Tuesday, November 24, 2009

How Google Docs is green

Conservation is a good thing. If you don't believe this, close the browser immediately.
In my need to be more green, I quit using paper around the time I finished studying. I tried to email everything that otherwise would get printed, used Notepad to make rough notes, used my PDA's drawing tool to make sketches of ideas and managed to get through without using much stationery.

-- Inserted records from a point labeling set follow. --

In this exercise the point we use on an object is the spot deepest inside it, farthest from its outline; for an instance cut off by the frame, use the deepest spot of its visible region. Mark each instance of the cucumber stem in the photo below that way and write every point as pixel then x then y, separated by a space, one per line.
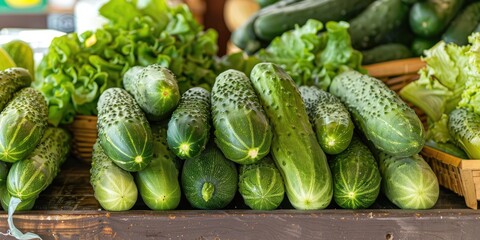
pixel 207 191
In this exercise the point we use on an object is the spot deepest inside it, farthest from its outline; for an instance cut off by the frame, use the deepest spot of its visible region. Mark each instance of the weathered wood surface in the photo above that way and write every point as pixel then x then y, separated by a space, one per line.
pixel 68 210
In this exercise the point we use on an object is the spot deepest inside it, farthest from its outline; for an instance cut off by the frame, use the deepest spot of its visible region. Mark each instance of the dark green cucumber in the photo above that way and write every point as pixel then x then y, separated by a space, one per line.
pixel 295 148
pixel 430 18
pixel 419 45
pixel 22 124
pixel 447 147
pixel 154 88
pixel 123 130
pixel 277 21
pixel 114 188
pixel 242 130
pixel 210 180
pixel 28 177
pixel 356 177
pixel 329 117
pixel 408 182
pixel 158 183
pixel 261 185
pixel 385 52
pixel 372 25
pixel 464 126
pixel 189 126
pixel 24 205
pixel 244 36
pixel 380 113
pixel 463 25
pixel 12 80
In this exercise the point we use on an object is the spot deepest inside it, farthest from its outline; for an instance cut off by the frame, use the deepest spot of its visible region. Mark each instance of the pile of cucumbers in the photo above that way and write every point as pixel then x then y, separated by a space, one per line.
pixel 31 152
pixel 260 137
pixel 382 29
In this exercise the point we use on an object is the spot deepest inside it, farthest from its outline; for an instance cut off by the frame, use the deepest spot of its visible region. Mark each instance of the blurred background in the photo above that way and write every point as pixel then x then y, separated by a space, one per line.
pixel 79 15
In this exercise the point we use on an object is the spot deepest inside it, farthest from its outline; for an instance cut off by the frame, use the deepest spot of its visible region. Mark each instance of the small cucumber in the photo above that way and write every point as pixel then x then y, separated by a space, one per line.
pixel 114 188
pixel 385 52
pixel 22 124
pixel 12 80
pixel 356 177
pixel 261 185
pixel 158 183
pixel 190 124
pixel 330 119
pixel 242 130
pixel 123 130
pixel 277 21
pixel 372 25
pixel 154 88
pixel 380 113
pixel 28 177
pixel 210 180
pixel 463 25
pixel 464 126
pixel 430 18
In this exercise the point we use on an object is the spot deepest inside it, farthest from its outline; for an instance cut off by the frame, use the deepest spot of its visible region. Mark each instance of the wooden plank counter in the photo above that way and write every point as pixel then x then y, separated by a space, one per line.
pixel 68 210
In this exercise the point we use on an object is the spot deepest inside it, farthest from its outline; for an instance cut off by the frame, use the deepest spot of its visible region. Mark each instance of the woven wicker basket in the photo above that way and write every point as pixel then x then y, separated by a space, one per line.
pixel 458 175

Now giving up stationery is easy. But as a geek, not buying the latest computer is hard. My computer ran ok. It was too slow for my liking and the wide screen glossy models would call out to me everytime I crossed a computer shop. Some manufacturers have to add an 8% tax on the price of an electronic item because they cannot be recycled and lead to e-waste. Physically this electronic waste adds up to so much junk that would be better off filling landfills. But instead, they circulate back into our lives through the air and water because some unknowing lad in a shanty is boiling the plastic to get to the copper wiring and ends up with lead fumes from the paint lining his lungs.

So I thought about what I could do about the one slow computer, one broken computer and one out of date PDA. I installed ubuntu on the slow one, use the broken one as a stand-by because it has lots of licensed marketing software and the PDA is linked to my wi-fi so I don't have to boot everytime I need to check mail.

Which is when I started thinking about the non-immediate e-trash that will soon start clogging our unlimited mailboxes. I got Gmail in 2005 and I've already used up 22% and I delete unnecessary emails. So considering I will want to be checking email for the rest of my life, I am running out of space. Yes, Google says the space is increasing, but the rate sure is slowing down. One day Deepak asked me why I prefer Googleware to normal software...why do I have to type out a word document on Google docs or maintain an online notebook on Google Notebook. But it is not just a Google fetish. It just seems clean. There is just ONE copy of that document. Imagine mailing myself the notebook everyday before leaving for work and updating it. That would be outdated even for folks who still use My Briefcase. That one copy stays and changes on a need basis and even though formatting is a clown, it serves some basic purpose. It is almost like the choked arteries of the internet are getting cleared. Soon there is going to be a need to reduce creating trash in the online world and Google is leading the way.

Even with Google Wave, everything is under one tab. Yes, it leads to more communication, but they are building responsible and efficient systems around communication.